Si ha paura di lasciar andare perché si teme il futuro. Si teme di dimenticare, di perdere i nostri punti fermi. E invece la morale è proprio questa: avere fiducia nelle nuove possibilità.
Più accumuliamo, meno abbiamo veramente. Crediamo sia una ricchezza, invece è un impoverimento
Come professional organizer mi occupo di cambiamenti e so bene che il trasloco è uno dei più temuti e stressanti. Studi recenti lo definiscono il peggior trauma dopo lutto, licenziamento e separazione. Ma quando le persone riescono a vivere le proprie emozioni, anche se spaventano un po’, accolgono questa grande occasione: scelgono con attenzione e lasciano andare ciò che non fa più parte della loro vita. Eliminano con grade sollievo cose inutili che avevano persino dimenticato di avere e che rubavano spazio ed energie senza un valido motivo.

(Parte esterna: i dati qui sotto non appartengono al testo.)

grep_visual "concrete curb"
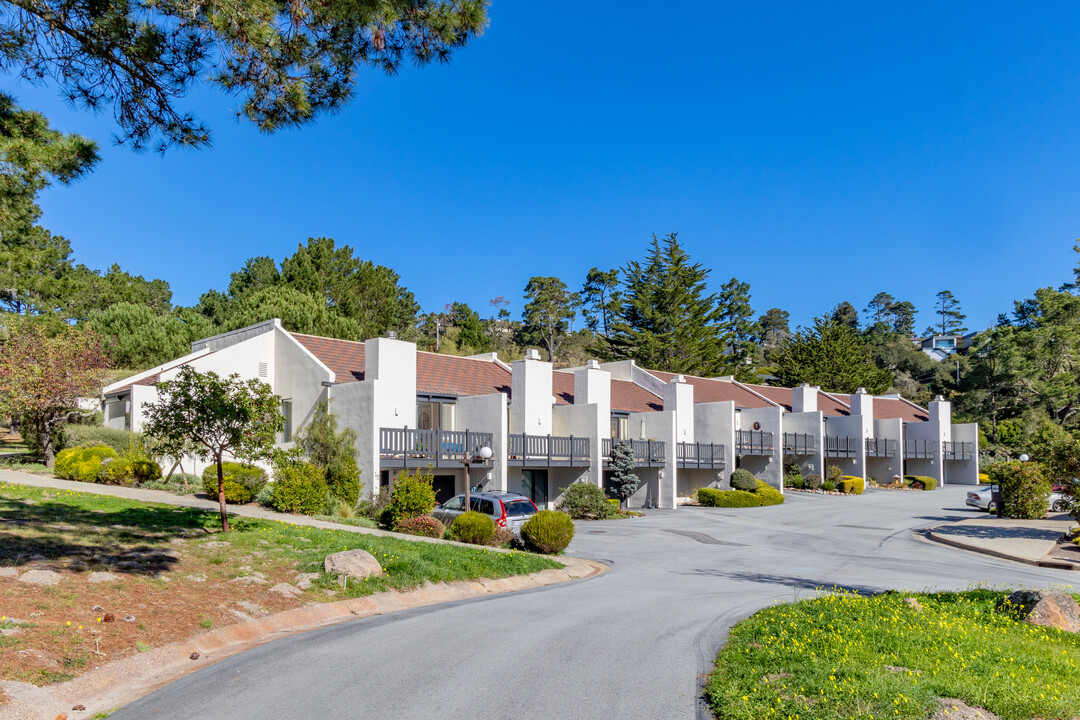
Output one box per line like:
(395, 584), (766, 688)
(0, 556), (609, 720)
(926, 525), (1080, 571)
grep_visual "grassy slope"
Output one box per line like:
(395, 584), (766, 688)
(705, 589), (1080, 720)
(0, 483), (561, 598)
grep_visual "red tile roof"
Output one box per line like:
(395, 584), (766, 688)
(648, 370), (772, 408)
(292, 332), (510, 396)
(552, 370), (664, 412)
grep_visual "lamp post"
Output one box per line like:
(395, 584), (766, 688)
(461, 445), (492, 513)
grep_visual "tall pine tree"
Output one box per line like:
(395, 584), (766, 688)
(608, 232), (724, 376)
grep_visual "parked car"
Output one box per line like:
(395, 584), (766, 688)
(966, 485), (1069, 513)
(431, 492), (538, 535)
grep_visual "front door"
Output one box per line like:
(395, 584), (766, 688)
(522, 470), (548, 510)
(431, 475), (457, 503)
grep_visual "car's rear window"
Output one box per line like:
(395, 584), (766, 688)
(503, 500), (536, 517)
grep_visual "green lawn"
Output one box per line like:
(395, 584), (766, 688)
(705, 589), (1080, 720)
(0, 483), (562, 599)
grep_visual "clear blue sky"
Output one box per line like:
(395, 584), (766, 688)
(14, 0), (1080, 329)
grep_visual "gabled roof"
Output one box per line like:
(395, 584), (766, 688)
(291, 332), (511, 396)
(552, 370), (664, 412)
(648, 370), (772, 408)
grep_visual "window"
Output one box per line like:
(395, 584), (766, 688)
(281, 399), (293, 443)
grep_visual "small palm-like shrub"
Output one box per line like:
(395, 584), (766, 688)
(450, 511), (495, 545)
(731, 467), (757, 492)
(836, 475), (866, 495)
(558, 483), (619, 520)
(203, 461), (267, 503)
(395, 515), (444, 538)
(270, 462), (328, 515)
(904, 475), (937, 490)
(522, 510), (573, 555)
(53, 445), (120, 483)
(381, 470), (435, 528)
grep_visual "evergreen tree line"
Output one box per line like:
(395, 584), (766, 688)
(0, 95), (1080, 444)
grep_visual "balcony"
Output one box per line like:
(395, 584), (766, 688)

Perché abbiamo bisogno di sperimentare un trauma per liberarci? Eppure è quasi sempre così.
Il libro è un inno al cambiamento, che porta a scoprire e riscoprire lati sempre nuovi di noi stessi. Ad ogni tsumani della vita, chi sopravvive è cambiato per sempre; in meglio o in peggio, dipende da noi.
Nella storia di Nicholas Vreeland si coglie tutto il senso del less is more. Fotografo newyorkese di successo, mentre si trova fuori casa gli viene rubata tutta l’attrezzatura fotografica. È come si gli avessero rubato l’identità. “Perse ciò a cui teneva di più. E trovò sé stesso”: con i soldi dell’assicurazione vive per un po’ senza dover lavorare e segue la sua vocazione principale, quella spirituale. Dopo qualche tempo diventa un monaco buddista.
Anche Vreeland aveva un bagaglio pesante sulle spalle, ma evidentemente la vita aveva in serbo altri piani per lui. L’ha obbligato ad alleggerirsi portandogli via ciò che aveva di più caro (in ogni senso) ed è stato proprio in quel “meno” che ha trovato la sua realizzazione più profonda.
Meno cose, meno amici, meno informazioni: Romagnoli ci invita a tornare alle cose importanti, a ritrovare l’essenziale e a valorizzarlo. A saper scegliere. A viaggiare leggeri nel meraviglioso viaggio che è la vita.
Ogni fine è un inizio. La bara viene riaperta. Lo scopo del gioco, gli viene detto, non è prepararsi a morire, ma a vivere.